Me aventuro, no obstante, demasiado, pues tenemos en nuestro comentario de Nexos una


prueba veraz de lo complejos que son los mecanismos receptivos. Pues, para este hombre, la
simpatía por el Sr. Blake seguía igual —sino es que más alta— que antes. Lo que ocurre se
comprende como modelo de identificación catártica; que, dicho en otras palabras, no es más
que nuestra personal manera de confrontar una experiencia sensible, poderosa, sólo causada
por un producto estético.
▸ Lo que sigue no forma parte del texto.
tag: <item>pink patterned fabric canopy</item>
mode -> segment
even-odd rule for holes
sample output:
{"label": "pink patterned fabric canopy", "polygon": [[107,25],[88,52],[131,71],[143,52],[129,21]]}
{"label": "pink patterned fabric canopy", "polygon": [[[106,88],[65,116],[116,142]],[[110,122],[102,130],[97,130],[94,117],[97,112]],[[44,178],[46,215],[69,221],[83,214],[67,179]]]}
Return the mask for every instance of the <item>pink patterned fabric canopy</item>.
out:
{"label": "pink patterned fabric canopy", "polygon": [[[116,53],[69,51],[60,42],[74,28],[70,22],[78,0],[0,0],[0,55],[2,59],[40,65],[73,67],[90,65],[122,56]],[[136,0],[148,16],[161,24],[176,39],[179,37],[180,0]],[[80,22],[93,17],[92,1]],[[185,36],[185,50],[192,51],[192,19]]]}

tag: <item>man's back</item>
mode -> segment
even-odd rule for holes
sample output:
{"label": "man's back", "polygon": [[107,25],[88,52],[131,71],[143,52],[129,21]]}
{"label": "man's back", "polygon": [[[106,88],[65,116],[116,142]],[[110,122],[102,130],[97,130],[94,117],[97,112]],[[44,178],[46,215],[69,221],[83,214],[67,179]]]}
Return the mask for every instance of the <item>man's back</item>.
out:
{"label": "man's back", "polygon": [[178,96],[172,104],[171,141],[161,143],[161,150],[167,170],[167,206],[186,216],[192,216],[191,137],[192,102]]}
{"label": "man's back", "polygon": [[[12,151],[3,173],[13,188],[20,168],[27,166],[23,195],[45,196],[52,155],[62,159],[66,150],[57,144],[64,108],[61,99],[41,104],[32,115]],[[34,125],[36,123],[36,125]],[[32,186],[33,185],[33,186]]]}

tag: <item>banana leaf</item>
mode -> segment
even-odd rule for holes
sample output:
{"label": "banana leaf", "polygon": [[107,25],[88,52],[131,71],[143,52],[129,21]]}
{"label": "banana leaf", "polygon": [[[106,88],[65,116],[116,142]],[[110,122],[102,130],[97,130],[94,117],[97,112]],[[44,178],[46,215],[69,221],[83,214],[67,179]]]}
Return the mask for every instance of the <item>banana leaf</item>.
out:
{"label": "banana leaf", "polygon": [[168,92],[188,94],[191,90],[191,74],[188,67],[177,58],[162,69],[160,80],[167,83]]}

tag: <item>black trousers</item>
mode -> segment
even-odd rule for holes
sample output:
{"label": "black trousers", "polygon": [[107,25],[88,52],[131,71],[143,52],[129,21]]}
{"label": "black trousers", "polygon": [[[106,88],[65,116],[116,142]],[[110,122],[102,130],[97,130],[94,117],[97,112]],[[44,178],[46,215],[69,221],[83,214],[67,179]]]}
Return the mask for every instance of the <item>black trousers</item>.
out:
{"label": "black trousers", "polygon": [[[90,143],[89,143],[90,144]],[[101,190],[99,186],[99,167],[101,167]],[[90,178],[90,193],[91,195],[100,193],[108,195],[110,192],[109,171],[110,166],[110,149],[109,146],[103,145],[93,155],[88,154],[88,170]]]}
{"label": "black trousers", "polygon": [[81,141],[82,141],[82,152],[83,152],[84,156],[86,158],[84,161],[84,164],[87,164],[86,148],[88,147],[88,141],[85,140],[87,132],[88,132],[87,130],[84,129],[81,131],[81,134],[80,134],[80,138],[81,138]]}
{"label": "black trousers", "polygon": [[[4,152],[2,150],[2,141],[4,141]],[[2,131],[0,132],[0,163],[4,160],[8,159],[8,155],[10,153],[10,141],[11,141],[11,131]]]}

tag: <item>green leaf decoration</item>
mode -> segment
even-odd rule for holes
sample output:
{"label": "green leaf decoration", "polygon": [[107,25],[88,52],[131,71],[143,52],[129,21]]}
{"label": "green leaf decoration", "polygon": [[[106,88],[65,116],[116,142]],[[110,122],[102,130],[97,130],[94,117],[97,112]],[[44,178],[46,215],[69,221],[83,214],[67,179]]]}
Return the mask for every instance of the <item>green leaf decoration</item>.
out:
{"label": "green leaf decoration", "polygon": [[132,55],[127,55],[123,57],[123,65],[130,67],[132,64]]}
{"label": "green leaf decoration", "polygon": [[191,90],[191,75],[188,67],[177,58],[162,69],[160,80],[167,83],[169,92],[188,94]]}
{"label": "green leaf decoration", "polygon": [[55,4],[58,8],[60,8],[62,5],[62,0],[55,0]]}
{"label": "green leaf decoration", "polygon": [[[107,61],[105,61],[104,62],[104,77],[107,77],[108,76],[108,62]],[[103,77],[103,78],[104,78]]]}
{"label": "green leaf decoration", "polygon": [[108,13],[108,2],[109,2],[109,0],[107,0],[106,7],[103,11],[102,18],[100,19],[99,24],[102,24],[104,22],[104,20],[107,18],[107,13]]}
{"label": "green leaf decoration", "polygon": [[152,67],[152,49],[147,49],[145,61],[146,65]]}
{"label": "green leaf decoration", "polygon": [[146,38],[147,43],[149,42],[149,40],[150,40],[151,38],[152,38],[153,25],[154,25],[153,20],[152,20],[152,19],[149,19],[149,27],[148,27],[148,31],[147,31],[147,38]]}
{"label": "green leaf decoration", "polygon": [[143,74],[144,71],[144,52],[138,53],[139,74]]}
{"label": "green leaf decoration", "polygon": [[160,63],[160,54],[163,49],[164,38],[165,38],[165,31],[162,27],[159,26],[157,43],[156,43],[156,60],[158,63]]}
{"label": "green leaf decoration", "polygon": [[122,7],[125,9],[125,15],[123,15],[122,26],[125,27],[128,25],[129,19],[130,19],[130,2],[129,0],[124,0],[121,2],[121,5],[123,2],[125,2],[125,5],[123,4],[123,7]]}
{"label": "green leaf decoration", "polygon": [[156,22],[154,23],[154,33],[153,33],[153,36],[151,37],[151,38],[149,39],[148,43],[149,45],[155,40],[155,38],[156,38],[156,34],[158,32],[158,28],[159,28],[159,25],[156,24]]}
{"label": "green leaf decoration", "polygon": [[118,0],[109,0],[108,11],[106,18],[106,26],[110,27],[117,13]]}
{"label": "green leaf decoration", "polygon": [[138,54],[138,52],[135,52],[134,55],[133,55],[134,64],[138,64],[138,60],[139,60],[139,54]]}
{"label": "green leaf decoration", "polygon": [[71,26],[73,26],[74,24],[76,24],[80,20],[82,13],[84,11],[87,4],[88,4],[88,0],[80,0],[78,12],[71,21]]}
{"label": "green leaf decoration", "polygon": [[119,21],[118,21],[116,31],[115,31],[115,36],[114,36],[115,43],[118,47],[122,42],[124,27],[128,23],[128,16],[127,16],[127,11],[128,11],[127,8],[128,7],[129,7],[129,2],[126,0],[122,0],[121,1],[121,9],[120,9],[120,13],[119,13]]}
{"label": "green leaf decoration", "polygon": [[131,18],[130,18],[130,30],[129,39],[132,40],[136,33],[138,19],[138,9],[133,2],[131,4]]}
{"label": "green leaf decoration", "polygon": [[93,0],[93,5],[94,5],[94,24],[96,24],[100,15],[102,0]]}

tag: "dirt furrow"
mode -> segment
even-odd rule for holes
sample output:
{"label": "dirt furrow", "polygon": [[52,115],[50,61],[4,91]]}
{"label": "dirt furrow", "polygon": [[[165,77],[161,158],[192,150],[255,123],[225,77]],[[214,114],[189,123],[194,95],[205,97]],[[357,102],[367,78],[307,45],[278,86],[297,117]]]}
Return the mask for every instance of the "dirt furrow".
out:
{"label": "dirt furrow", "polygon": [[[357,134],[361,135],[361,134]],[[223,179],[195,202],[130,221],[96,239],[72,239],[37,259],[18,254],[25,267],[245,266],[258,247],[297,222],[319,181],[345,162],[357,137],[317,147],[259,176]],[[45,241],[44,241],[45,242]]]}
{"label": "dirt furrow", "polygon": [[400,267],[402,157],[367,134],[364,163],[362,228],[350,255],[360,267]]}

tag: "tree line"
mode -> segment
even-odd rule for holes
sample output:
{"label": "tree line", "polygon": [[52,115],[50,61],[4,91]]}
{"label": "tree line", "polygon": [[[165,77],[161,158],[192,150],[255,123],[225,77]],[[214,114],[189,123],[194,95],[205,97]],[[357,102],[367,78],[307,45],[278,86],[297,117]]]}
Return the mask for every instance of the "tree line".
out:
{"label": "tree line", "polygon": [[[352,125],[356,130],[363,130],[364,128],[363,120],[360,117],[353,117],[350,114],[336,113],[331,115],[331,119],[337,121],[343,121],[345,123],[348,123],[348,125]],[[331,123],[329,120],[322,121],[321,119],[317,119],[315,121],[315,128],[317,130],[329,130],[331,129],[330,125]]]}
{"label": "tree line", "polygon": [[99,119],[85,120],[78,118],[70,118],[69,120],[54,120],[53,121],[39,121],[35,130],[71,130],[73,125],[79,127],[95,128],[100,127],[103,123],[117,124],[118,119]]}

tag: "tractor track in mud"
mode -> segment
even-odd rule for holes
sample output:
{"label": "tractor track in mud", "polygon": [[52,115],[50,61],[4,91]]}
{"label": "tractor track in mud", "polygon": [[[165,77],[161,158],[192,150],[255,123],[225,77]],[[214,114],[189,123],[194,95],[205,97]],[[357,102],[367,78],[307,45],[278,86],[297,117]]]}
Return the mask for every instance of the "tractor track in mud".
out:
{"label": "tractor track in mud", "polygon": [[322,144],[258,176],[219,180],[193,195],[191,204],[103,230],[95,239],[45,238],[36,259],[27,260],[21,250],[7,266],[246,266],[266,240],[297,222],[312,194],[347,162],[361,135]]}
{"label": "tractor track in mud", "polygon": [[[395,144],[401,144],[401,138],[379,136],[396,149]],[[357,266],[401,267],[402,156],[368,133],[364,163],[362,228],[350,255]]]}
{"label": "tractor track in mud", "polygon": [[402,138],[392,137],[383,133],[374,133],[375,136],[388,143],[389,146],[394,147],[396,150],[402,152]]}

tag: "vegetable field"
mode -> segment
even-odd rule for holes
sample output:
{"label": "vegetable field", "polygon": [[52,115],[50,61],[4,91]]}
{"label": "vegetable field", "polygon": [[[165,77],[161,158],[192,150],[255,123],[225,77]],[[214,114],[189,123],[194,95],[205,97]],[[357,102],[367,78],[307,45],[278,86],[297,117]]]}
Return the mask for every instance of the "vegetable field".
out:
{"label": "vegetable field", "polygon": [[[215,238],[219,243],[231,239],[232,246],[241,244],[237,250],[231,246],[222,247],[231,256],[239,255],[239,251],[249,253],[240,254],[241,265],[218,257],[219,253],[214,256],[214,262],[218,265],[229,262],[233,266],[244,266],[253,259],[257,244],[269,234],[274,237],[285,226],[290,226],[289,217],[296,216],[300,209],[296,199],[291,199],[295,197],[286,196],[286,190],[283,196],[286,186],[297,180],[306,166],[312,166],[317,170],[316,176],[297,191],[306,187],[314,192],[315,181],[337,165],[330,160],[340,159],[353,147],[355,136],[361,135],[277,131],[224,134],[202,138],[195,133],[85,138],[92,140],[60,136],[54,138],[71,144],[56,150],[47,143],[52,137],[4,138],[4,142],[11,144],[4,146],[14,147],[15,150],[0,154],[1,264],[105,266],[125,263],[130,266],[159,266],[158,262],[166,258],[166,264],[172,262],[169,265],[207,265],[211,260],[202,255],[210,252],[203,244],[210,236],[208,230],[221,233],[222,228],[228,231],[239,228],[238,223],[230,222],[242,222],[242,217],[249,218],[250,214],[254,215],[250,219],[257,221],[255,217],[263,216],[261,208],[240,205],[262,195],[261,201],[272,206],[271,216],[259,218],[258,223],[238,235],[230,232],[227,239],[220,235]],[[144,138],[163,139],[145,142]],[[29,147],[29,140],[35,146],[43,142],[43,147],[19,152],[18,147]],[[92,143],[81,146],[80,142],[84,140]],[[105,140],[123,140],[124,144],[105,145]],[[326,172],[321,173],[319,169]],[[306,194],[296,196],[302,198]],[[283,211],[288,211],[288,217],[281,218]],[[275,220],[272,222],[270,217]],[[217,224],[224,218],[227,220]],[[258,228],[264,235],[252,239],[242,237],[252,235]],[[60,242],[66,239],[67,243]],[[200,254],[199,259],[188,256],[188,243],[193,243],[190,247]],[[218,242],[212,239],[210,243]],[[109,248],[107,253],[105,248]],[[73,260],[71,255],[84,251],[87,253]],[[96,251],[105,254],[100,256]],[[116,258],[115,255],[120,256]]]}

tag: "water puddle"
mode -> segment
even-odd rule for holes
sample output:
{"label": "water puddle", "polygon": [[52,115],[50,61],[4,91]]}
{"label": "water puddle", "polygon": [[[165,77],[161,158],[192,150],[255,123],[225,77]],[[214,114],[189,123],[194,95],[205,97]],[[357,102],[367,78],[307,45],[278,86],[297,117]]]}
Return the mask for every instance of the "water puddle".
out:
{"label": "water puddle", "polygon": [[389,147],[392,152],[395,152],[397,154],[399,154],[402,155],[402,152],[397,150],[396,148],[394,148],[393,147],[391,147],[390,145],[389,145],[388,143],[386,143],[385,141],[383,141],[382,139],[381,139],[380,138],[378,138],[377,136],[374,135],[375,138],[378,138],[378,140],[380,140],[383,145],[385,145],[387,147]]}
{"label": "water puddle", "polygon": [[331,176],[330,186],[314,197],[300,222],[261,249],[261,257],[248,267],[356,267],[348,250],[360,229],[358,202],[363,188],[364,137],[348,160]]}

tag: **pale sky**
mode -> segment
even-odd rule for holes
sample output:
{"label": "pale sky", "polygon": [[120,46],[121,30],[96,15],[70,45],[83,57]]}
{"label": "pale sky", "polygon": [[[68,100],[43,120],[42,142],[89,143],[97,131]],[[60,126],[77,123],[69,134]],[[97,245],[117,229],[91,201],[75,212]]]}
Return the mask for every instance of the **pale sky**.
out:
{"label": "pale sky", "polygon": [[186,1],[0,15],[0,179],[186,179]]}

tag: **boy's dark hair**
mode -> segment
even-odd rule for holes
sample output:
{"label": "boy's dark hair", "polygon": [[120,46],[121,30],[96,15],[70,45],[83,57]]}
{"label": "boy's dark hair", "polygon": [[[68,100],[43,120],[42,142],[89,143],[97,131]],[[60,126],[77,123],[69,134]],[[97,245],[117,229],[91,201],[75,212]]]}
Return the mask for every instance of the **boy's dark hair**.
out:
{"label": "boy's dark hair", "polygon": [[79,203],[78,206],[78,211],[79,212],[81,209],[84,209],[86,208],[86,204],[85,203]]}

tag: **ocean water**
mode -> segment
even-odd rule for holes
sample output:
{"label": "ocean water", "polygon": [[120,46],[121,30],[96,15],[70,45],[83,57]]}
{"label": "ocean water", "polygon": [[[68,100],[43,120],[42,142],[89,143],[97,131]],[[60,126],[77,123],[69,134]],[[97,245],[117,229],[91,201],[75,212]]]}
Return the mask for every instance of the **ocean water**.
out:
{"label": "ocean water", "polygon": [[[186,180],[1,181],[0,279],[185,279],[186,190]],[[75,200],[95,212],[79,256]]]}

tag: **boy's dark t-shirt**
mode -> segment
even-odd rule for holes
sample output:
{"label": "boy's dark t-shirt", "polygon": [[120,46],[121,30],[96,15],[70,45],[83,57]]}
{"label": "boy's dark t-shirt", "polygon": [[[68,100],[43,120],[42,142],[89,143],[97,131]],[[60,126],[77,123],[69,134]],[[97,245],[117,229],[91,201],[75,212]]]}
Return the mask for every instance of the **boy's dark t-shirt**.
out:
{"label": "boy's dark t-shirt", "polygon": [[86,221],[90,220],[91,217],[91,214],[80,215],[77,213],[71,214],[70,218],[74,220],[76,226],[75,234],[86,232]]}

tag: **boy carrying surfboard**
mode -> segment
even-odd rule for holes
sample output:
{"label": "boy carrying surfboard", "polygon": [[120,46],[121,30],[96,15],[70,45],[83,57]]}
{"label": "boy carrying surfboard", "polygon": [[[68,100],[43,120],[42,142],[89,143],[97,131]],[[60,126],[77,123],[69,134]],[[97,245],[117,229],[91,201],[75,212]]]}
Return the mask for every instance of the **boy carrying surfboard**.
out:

Ella se compone de la tensión entre nuestro horizonte de
expectativas —todo aquel conocimiento que nos construye como sujetos— con el horizonte
de la pieza en cuestión. Nuestro yo sensible libra una lucha interna por comprender, mediante
el disfrutar, una compleja red de símbolos, situaciones y emociones evocadas. El resultado
se sintetiza en esos lacónicos “me gustó”/“no me gusto”, “yo quería a este personaje” o “yo
odiaba a este otro”.

Visto así, el modelo de identificación catártica se torna un índice crucial para comprender la
formación cultural de los lectores con el paso del tiempo. Nos dice mucho más de ellos
mismos de lo que en realidad creen. Estos resultados quizá arrojen que tal o cual grupo son
más propensos a comprender tal o cual pieza de este modo; pero también demuestran
contundentemente que la interpretación del arte siempre es un proceso dinámico, atravesado
por varios factores que se transforman con el pasar del tiempo.